Since moving I have felt unanchored. In my own family, there is a propensity to lean towards only connecting with each when it’s required - holidays and birthdays - or when something is needed from one another, for practical support in some life administrative way. As I now live in the opposite time zone and a full day’s journey away from my family, both of those foundations of connection have all but gone out the window. It’s resulted in me, not only becoming lazy about how I connect with them, but also unsure how to. The old ways of connecting no longer exist and in their place a void had slowly opened up. 

It was during this trip that the feeling in my chest, that sense of being without an anchor, began to acquire a name. There was a context and foundation ultimately missing in my life. It stemmed from the lack of where my sense of self sat within something bigger than my individuality. It stemmed from a sense of belonging. A lack of embedded roots.

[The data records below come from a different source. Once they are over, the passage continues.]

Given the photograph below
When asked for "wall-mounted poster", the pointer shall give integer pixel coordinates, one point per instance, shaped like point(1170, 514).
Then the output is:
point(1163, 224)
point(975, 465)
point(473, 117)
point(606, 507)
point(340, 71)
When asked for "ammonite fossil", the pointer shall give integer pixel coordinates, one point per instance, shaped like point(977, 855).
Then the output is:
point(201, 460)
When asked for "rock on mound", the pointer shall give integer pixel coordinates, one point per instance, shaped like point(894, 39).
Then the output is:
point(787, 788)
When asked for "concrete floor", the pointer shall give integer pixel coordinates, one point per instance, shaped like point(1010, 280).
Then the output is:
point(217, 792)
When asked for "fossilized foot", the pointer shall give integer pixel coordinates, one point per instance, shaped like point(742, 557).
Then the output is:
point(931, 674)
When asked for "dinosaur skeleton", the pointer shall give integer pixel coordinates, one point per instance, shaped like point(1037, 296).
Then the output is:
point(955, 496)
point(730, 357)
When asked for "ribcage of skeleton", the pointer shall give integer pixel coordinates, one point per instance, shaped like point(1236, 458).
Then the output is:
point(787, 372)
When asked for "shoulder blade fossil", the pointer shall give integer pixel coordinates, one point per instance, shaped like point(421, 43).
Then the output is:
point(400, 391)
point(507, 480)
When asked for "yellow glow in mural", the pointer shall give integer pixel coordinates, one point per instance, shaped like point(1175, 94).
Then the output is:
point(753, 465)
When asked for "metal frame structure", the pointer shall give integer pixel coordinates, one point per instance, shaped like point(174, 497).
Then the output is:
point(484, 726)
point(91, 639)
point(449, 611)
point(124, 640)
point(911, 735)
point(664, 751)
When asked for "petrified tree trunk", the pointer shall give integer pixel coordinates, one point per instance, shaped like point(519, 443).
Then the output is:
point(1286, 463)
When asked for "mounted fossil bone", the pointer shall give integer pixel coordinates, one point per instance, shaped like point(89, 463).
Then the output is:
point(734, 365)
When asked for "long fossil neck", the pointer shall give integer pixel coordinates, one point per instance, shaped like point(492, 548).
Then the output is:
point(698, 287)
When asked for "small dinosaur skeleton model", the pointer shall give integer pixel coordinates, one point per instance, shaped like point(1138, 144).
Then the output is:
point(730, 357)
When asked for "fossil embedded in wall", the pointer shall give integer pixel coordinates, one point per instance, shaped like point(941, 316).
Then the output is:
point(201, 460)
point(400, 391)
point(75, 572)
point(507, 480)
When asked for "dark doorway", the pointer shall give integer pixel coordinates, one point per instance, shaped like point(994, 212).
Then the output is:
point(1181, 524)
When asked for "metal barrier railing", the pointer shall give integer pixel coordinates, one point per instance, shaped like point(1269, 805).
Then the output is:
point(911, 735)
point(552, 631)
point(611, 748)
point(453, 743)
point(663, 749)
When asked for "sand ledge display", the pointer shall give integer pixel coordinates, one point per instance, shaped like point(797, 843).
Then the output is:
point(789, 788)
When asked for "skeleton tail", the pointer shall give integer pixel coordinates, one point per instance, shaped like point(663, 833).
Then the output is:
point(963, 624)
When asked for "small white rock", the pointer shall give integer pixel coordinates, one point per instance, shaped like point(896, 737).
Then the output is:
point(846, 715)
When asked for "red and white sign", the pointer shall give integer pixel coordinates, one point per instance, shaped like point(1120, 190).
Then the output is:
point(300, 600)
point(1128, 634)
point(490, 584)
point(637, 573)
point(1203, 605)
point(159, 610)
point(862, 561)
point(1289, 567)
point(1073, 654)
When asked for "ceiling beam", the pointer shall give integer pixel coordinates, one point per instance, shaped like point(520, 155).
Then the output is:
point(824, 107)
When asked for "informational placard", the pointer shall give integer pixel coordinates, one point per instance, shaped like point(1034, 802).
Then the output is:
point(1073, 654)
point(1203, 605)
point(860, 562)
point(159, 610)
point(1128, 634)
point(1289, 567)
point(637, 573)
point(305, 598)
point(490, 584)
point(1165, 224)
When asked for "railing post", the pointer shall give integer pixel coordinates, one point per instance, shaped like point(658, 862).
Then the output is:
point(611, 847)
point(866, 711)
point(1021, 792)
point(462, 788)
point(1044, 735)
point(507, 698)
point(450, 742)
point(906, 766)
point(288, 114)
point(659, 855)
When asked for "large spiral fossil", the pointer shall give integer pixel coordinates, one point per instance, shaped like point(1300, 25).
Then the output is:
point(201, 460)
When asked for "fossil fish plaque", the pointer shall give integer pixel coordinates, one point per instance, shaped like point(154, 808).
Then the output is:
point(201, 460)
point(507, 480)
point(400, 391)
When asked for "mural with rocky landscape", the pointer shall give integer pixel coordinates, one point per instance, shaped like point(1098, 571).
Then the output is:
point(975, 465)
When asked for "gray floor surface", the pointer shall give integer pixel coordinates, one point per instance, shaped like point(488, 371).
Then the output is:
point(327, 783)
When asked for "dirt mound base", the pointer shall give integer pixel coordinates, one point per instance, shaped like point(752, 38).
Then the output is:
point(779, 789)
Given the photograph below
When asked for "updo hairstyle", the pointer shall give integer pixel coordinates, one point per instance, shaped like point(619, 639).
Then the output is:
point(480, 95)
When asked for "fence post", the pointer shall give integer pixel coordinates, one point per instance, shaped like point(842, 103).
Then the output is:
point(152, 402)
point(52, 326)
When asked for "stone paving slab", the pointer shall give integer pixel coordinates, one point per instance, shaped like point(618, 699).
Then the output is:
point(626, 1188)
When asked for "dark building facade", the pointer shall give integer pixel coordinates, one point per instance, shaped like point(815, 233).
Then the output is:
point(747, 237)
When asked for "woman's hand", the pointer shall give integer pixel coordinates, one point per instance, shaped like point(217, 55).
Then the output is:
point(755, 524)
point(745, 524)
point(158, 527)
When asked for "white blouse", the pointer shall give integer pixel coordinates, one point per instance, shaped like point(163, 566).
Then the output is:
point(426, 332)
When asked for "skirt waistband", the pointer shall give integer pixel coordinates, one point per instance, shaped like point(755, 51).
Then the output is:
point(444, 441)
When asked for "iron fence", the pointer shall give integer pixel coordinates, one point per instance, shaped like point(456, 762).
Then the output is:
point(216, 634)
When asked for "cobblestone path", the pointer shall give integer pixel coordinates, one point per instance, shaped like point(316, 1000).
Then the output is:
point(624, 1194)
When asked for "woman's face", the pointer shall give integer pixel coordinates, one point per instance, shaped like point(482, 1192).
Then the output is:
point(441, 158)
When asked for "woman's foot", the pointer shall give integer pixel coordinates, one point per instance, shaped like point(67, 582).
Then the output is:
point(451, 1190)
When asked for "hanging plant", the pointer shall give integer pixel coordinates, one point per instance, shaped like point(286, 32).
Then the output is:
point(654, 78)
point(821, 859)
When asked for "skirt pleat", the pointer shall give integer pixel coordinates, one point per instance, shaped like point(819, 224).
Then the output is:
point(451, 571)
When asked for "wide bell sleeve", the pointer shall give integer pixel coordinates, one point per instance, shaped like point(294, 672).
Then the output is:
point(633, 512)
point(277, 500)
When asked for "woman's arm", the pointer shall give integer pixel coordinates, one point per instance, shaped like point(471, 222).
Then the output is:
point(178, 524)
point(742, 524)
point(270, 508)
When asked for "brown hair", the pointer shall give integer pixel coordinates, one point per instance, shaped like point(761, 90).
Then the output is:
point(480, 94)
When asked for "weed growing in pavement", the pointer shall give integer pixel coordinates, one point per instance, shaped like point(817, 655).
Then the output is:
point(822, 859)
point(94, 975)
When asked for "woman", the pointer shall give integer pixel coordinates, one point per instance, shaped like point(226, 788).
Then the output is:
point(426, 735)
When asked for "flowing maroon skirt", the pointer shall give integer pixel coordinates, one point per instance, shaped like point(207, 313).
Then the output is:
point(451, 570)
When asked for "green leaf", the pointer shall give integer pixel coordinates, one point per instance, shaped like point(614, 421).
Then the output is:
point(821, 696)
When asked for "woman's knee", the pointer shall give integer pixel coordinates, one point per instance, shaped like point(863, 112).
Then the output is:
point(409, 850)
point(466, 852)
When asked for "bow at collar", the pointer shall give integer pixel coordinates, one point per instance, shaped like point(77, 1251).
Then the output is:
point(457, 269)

Our ideas for the self, how we want to show up in the world, how we connect and share those ideas are intimately linked to where we come from, for better or worse. As it turns out, where I had come from wasn’t helping me feel like I belonged. What existing in my partner’s foundation taught me, even briefly, was that our roots are not conditional, but they do require work.

On our return flight from Bangalore, a sense of sadness loomed over me. My partner queried my mood. I had to concede that I felt more welcomed and accepted in ten days with his community, with people he hadn’t even seen for years than I ever did since arriving in Australia, or on our return trips to London.

Change is always at the end of our fingertips. I now know how the dynamics with the people who encapsulate my roots impact me and what I would prefer them to look like. 

That’s the connection I’m working towards.